Aujourd’hui, le paracétamol demeure selon les autorités de santé la méthode la plus sûre pour traiter la fièvre ou la douleur pendant la grossesse. L’ANSM (Agence nationale de sécurité des médicaments et des produits de santé) recommande aux femmes enceintes son utilisation à la dose efficace la plus faible, pendant la durée la plus courte possible, à la fréquence la plus réduite possible, ceci avec le conseil de professionnels de santé.
Références
- 1 – Liew et al. (2016) Paracetamol use during pregnancy and attention and executive function in offspring at age 5 years. International Journal of Epidemiology.
- 2 – Werler et al. (2005) Use of over-the-counter medications during pregnancy. American Journal of Obstetrics and Gynecology.

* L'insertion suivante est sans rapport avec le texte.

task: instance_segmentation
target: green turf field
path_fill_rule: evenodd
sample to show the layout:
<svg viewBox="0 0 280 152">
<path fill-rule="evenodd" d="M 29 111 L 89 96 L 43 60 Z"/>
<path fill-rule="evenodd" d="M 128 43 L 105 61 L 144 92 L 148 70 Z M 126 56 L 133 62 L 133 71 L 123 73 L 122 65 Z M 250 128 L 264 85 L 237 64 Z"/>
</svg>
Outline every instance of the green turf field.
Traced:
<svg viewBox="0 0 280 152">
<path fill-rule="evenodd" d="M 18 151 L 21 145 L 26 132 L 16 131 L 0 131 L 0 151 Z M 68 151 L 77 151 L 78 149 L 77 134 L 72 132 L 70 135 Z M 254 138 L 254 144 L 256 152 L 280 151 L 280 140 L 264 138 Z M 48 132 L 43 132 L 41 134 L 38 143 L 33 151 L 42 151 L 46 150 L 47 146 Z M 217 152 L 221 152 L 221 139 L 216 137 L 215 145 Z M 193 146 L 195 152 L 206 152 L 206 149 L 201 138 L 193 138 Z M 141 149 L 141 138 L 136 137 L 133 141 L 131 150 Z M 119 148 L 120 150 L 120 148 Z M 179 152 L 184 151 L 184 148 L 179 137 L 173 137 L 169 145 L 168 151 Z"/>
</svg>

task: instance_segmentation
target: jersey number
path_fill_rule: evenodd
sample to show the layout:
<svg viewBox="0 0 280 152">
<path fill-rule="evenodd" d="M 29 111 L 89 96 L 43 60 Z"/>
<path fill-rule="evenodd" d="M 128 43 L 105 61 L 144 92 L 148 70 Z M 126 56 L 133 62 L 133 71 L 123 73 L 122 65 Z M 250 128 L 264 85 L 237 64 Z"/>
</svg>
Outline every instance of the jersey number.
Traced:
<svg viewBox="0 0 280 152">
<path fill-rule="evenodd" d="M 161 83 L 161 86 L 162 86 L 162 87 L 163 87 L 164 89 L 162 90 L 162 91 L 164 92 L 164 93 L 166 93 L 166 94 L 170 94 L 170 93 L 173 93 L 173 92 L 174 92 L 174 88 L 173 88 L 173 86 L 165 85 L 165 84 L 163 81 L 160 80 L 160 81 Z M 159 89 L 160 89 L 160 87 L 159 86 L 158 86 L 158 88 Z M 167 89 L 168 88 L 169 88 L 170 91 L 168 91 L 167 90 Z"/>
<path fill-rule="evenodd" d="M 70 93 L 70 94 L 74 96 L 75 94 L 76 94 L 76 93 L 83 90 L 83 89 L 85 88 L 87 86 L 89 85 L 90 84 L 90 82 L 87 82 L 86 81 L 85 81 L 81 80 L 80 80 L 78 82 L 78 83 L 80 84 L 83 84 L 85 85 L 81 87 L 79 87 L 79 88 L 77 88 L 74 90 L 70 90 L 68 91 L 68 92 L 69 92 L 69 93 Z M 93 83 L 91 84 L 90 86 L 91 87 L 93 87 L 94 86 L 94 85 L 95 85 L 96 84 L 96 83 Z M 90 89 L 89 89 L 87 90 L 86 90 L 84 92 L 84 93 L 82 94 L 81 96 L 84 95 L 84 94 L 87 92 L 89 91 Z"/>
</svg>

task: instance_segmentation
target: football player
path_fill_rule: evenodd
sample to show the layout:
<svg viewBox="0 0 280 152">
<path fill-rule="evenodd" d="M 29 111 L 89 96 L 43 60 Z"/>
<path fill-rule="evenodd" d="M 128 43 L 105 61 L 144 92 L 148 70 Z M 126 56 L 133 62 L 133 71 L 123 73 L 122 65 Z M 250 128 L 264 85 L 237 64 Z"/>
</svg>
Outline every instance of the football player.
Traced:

- 3 – Bauer et al. (2021) Paracetamol use during pregnancy — a call for precautionary action. Nature review endocrinology.
- 4 – Masarwa et al. (2018) Prenatal Exposure to Acetaminophen and Risk for Attention Deficit Hyperactivity Disorder and Autistic Spectrum Disorder: A Systematic Review, Meta-Analysis, and Meta-Regression Analysis of Cohort Studies. American Journal of Epidemiology.
- 5 – Alemany et al. (2021) Prenatal and postnatal exposure to acetaminophen in relation to autism spectrum and attention-deficit and hyperactivity symptoms in childhood: Meta-analysis in six European population-based cohorts. European Journal of Epidemiology.
- 6 – Liew et al. (2016) Maternal use of acetaminophen during pregnancy and risk of autism spectrum disorders in childhood: A Danish national birth cohort study. Autism Research.
- 7 – Avella-Garcia et al. (2016) Acetaminophen use in pregnancy and neurodevelopment: attention function and autism spectrum symptoms. International Journal of Epidemiology.
- 8 – Hammer et al. (2009) Avoiding Bias in Observational Studies. Deutsches Ärzteblatt International.
- 9 – Li et al. (2020) Association of Cord Plasma Biomarkers of In Utero Acetaminophen Exposure With Risk of Attention-Deficit/Hyperactivity Disorder and Autism Spectrum Disorder in Childhood. JAMA Psychiatry.
- 10 – Ahlqvist et al. (2024) Acetaminophen Use During Pregnancy and Children’s Risk of Autism, ADHD, and Intellectual Disability. JAMA.